Hiperlipoproteinemi tip II A (hiperkolesterolemi) dünya nüfusunun %0,2'sinde bulunur. Hastalık, LDL reseptörlerini kodlayan mutant genlerin kalıtımı ile ilişkilidir. Bir mutant genin varlığında heterozigot bir form meydana gelir ve iki mutant genin varlığı (nadir bir durum), homozigot bir hiperkolesterolemi formuna neden olur. LDL reseptörlerinin eksikliği, neredeyse doğumdan itibaren gözlenen plazmada birikmesine yol açar.

Lipid profilinin analizi, toplam plazma kolesterolünde (heterozigotlarda - iki kat, homozigotlarda - normale göre dört kat) ve LDL'de bir artış olduğunu ortaya koymaktadır. TG içeriği normal veya azaltılmış.

Klinik olarak homozigot hiperkolesterolemi, halihazırda vücutta görülen çok yüksek plazma kolesterolü ile karakterizedir. çocukluk kutanöz ksantomalar, düz veya yumrulu, tendonların ksantomları ve korneanın lipoid kemeri. Ergenlik döneminde, aortta sistolik üfürüm, sol ventrikülün çıkış yolundaki basınç gradyanı, aort ağzı ve koroner arterlerin stenozu ve koroner arterin klinik belirtilerinin eklenmesiyle kendini gösteren aort kökünde ateromatöz hasar ilerler. hastalık.

Bu tür hastaların tedavisi karmaşık bir iştir; kapsamlı olmalı ve diyet, lipid düşürücü ilaçlar, düzenli plazmaferez veya LDL-ferezi seanslarını içermelidir.

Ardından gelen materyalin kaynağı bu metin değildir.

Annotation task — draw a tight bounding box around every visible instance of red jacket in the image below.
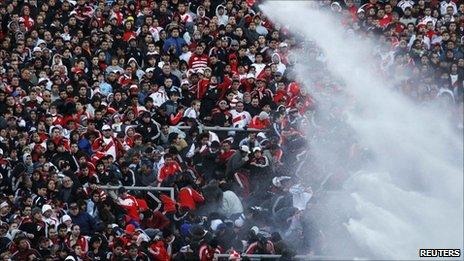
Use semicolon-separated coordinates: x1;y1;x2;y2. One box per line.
158;162;182;183
248;115;271;129
160;194;177;213
118;195;140;222
177;187;205;210
188;53;208;70
142;211;171;230
150;240;170;261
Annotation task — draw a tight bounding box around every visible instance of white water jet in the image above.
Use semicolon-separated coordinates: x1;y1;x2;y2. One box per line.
261;1;463;259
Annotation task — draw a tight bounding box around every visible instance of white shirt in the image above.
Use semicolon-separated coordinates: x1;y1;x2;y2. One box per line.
230;109;251;128
149;88;168;107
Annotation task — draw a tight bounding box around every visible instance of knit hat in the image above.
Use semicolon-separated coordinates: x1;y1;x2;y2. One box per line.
229;250;242;260
42;204;53;214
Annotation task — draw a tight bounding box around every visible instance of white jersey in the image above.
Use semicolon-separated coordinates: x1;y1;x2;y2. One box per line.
230;109;251;128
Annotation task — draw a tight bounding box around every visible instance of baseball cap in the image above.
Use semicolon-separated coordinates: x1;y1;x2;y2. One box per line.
240;145;250;153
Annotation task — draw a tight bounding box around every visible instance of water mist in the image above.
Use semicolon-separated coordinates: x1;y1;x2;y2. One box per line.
261;1;463;259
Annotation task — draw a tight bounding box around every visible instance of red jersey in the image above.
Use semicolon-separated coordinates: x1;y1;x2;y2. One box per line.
158;161;182;183
178;187;205;210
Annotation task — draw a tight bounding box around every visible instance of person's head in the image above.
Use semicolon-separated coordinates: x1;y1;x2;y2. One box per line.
171;28;179;38
102;125;112;139
192;100;201;112
118;187;128;199
198;132;209;145
69;203;79;216
235;101;245;112
58;224;68;238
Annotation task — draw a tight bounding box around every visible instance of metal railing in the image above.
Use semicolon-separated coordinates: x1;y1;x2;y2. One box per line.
100;186;174;199
214;254;368;260
173;125;269;132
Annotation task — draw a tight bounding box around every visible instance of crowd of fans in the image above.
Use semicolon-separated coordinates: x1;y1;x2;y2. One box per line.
0;0;464;261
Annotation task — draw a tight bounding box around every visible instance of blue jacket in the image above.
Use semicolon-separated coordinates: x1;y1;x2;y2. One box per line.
163;37;187;56
70;210;95;236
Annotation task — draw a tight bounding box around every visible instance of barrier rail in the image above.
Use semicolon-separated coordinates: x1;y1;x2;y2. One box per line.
214;254;368;260
100;186;174;199
173;125;269;132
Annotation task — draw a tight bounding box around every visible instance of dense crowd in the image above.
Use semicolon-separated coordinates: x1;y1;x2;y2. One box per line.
0;0;464;261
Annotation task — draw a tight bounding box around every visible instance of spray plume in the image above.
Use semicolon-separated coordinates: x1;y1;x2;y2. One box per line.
261;1;463;259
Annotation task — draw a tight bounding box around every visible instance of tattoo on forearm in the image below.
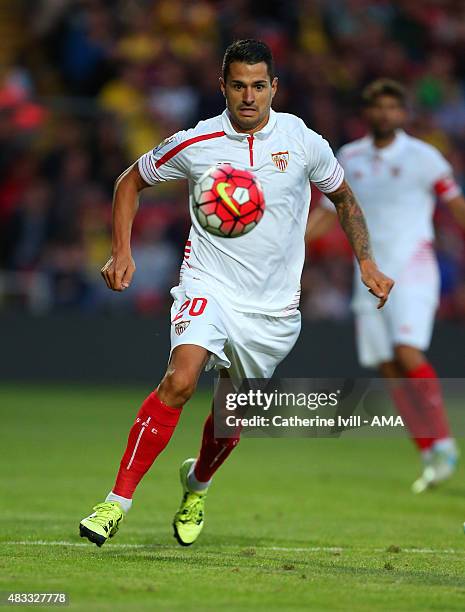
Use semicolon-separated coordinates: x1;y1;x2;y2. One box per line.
327;183;373;261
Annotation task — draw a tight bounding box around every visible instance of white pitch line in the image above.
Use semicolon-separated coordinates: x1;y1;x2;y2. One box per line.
0;540;465;555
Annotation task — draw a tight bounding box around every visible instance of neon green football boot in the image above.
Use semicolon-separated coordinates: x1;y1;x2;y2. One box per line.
79;502;124;546
173;459;207;546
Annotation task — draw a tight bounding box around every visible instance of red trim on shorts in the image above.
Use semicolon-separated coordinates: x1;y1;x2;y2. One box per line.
155;132;226;168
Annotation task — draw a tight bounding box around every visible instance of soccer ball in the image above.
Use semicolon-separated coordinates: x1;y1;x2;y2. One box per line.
192;164;265;238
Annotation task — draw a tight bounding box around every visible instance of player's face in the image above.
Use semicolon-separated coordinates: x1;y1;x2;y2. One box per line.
365;96;406;138
220;62;278;134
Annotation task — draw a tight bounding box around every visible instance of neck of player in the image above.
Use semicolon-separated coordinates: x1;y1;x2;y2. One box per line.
231;113;270;134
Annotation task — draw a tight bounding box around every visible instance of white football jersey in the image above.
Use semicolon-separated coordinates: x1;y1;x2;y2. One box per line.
138;110;344;316
323;130;460;309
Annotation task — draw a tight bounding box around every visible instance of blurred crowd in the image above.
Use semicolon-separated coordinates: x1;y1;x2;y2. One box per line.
0;0;465;320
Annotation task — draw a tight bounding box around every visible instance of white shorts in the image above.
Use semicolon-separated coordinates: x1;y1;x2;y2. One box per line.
170;286;301;381
355;279;439;368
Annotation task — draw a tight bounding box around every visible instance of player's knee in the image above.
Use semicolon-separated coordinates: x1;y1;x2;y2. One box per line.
158;370;196;406
394;344;425;372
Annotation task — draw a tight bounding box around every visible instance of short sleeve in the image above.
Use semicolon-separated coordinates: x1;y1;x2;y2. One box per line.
423;147;461;201
307;130;344;193
137;131;188;185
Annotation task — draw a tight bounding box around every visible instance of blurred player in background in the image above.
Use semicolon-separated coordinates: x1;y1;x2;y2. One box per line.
80;40;393;546
307;79;465;493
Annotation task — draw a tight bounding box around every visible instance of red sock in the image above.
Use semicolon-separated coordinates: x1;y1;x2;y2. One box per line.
407;362;451;449
194;413;239;482
113;391;181;499
389;380;434;450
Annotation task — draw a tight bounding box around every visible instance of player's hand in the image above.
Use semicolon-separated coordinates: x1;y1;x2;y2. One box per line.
360;260;394;309
100;253;136;291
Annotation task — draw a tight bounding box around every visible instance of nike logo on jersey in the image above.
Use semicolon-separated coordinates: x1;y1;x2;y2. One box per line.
216;183;241;215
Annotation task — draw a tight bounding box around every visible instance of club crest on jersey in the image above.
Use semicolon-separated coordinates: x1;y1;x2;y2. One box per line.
152;134;176;155
271;151;289;172
174;321;191;336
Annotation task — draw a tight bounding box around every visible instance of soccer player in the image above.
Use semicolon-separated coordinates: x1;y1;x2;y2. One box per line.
307;79;465;493
80;40;393;546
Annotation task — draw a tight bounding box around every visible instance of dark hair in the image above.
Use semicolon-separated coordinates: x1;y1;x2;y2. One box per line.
362;79;407;107
222;38;274;81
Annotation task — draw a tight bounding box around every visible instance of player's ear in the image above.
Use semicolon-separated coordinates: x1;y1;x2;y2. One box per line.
219;77;226;98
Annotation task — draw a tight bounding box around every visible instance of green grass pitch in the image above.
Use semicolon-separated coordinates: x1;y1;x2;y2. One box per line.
0;386;465;612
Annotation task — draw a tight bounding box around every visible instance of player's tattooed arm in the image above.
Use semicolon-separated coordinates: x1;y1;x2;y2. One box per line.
100;164;148;291
326;181;394;308
326;181;373;262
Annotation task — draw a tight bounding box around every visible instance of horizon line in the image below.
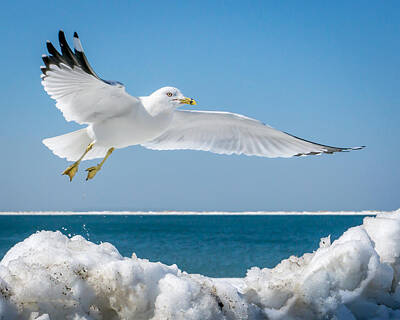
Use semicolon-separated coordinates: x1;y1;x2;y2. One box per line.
0;210;398;216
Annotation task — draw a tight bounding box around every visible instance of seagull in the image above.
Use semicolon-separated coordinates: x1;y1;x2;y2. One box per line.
41;30;364;181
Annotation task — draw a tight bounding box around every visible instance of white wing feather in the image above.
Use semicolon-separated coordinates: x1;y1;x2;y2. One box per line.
42;31;141;124
143;110;362;158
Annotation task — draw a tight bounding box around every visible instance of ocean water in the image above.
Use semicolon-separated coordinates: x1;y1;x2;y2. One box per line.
0;215;364;277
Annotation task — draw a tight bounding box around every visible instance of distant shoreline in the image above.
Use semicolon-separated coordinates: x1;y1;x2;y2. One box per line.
0;210;394;216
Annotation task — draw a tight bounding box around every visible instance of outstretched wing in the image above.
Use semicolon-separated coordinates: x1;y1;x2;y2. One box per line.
41;31;141;124
143;110;363;158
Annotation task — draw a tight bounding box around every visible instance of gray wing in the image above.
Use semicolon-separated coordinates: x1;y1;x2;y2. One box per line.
41;31;142;124
143;110;363;158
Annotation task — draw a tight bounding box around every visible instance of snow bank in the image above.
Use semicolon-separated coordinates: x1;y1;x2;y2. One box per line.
0;210;400;320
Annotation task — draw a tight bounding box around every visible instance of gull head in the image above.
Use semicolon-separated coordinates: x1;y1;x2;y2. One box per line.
150;87;197;109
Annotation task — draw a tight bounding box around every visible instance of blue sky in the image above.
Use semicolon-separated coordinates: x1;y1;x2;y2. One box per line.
0;1;400;211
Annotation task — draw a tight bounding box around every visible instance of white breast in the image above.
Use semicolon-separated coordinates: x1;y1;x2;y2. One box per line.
91;110;173;149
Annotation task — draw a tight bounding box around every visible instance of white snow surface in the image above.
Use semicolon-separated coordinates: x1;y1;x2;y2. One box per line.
0;210;400;320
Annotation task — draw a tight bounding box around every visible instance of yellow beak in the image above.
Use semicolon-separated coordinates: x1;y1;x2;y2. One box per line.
179;98;197;106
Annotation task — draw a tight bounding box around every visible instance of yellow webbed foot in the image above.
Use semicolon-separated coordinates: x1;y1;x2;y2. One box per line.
62;162;79;182
85;164;101;181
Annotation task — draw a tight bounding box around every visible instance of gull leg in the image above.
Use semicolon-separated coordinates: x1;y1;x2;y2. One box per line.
62;142;94;181
85;148;115;181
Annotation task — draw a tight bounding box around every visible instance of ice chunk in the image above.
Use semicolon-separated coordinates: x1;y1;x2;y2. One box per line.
0;211;400;320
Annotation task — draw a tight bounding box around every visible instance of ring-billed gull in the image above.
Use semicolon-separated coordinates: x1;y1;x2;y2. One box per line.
41;30;363;181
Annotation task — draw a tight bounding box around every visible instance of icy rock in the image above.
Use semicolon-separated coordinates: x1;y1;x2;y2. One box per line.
0;211;400;320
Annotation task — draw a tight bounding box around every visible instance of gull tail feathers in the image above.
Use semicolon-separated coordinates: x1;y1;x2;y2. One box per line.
42;128;107;161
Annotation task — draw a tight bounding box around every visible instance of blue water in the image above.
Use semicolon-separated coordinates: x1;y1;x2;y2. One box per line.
0;215;364;277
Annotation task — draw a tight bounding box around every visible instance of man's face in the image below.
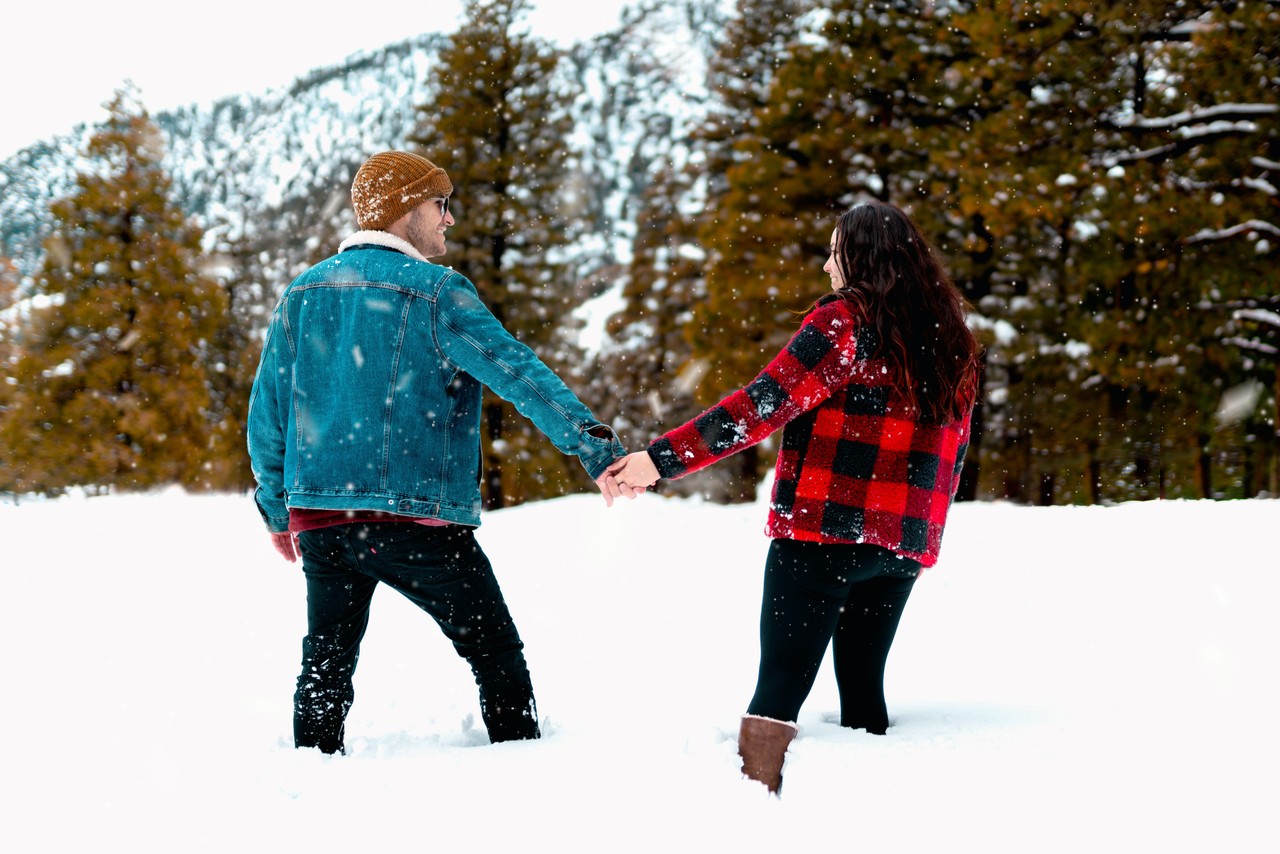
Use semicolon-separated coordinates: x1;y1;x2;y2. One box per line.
404;198;453;257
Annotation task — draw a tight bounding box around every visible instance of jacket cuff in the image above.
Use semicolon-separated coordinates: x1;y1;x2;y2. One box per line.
645;438;686;480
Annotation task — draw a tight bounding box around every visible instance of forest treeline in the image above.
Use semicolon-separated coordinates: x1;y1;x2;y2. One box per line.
0;0;1280;507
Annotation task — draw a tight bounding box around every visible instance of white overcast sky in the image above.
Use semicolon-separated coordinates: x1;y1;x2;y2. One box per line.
0;0;631;159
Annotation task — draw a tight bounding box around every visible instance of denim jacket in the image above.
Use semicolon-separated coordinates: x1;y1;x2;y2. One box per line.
248;232;626;531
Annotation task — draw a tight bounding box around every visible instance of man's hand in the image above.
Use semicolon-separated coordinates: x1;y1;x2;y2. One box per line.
595;451;659;507
271;531;298;563
595;471;644;507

    Heterozigot hiperkolesteroleminin ana belirtileri:

  • ksantelazma
  • tendon ksantomları, çoğunlukla dirsek eklemlerinin ekstansör yüzeylerinde, Aşil tendonlarında, diz tendonlarının tibial tüberoziteye bağlanma yerleri, korneanın lipoid kemeri

Kombine hiperlipoproteinemi tip II B

Bu fenotipin nedeninin apo B100 sentezinin artması ve LDL ve VLDL oluşumunun artması olduğu düşünülmektedir. Klinik özellikler yoktur. Lipid profili analizi yüksek kolesterol, LDL, trigliserit ve VLDL düzeylerini ortaya çıkarır. Tip aterojeniktir ve yaygındır; koroner arter hastalığı olan hastaların %15'inde görülür. Çoğunlukla kombine HLP, lipid metabolizmasının ikincil bozukluklarının bir belirtisidir.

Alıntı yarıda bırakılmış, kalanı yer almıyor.